Kelompok inilah yang paling berisiko jika tidak dijaga daya belinya. Saat terjadi guncangan pada pendapatan, 40 persen masyarakat terbawah akan jatuh ke dalam lubang kemiskinan. Maka, dari perspektif etika dan keadilan, konsumsi rumah tangga, terutama untuk 40 persen masyarakat terbawah, jauh lebih penting dijaga dan diberi berbagai macam insentif, termasuk aneka rupa subsidi, ketimbang mengakalinya dengan berbagai justifikasi untuk dipindahkan ke saku kalangan menengah atas yang akan pelesiran.
Hal yang juga perlu pula ditimbang secara arif adalah apakah langkah yang tersisa untuk menurunkan harga tiket pesawat di satu sisi dan menggairahkan sektor pariwisata di sisi lain hanya opsi subsidi, suntikan dana dari anggaran pendapatan dan belanja negara, sekaligus secara tidak langsung untuk meliputi langkah penyelamatan Garuda secara cepat sebagai salah satu pihak ketiga yang akan ikut mengeksekusi dana subsidi setengah triliun rupiah tersebut? Persoalan tiket pesawat yang mahal bukanlah salah Garuda, tapi karena kondisi makro ekonomi nasional yang sudah tidak bersahabat lagi dengan usaha penerbangan. Nyaris semua perhitungan bisnis penerbangan berdasarkan dolar, sementara mayoritas lini bisnisnya berjibaku meraup rupiah. Risikonya, saat dolar sedikit saja menyentil rupiah, bisnis penerbangan akan jatuh-bangun.

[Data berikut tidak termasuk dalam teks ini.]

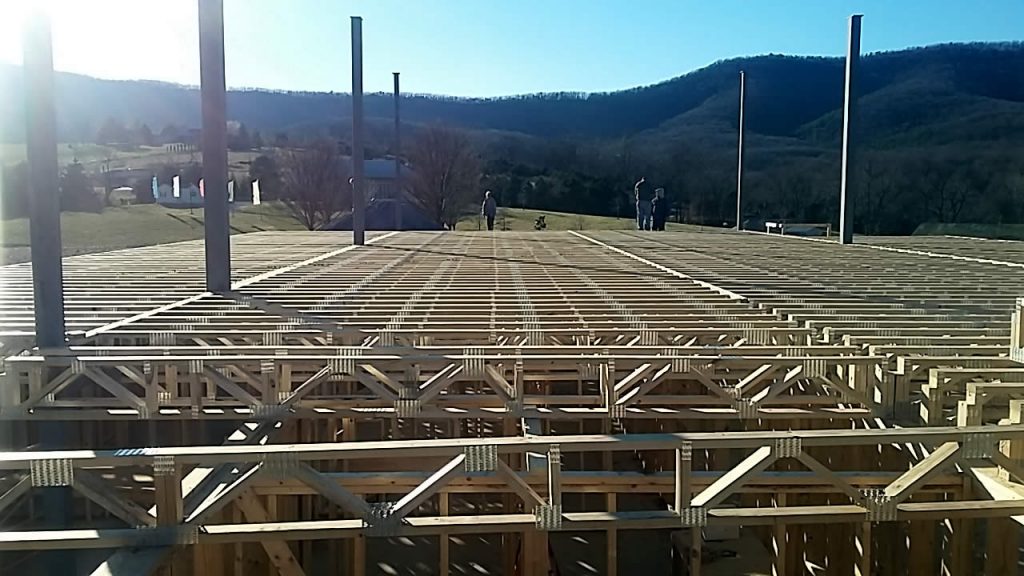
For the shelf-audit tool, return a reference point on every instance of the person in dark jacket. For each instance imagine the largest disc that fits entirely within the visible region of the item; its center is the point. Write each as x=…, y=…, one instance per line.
x=659, y=209
x=489, y=209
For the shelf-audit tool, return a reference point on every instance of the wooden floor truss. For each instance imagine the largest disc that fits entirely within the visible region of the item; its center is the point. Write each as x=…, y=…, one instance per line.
x=734, y=379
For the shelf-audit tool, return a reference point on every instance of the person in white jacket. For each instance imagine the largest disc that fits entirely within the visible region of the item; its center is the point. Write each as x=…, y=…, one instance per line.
x=489, y=209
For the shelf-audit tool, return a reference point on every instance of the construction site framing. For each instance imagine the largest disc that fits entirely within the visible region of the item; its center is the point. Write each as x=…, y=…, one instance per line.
x=847, y=407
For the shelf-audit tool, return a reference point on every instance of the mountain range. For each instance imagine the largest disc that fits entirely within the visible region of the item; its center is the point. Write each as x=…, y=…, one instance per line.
x=927, y=95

Artinya, subsidi tiket pesawat tidak akan mengubah lanskap bisnis penerbangan yang terus-menerus tertekan. Subsidi tersebut tidak diperlukan secara strategis oleh maskapai, terutama Garuda, karena tidak akan memurahkan harga tiket dalam jangka panjang. Ia hanya menghindari Garuda merugi saat ratusan ribu kursinya dijual murah. Jadi, jelas bahwa subsidi atau stimulus pariwisata seharga Rp 500 miliar tersebut adalah kebijakan yang dari moralitas ekonomi Pancasila dan secara ekonomi strategis juga jauh panggang dari api.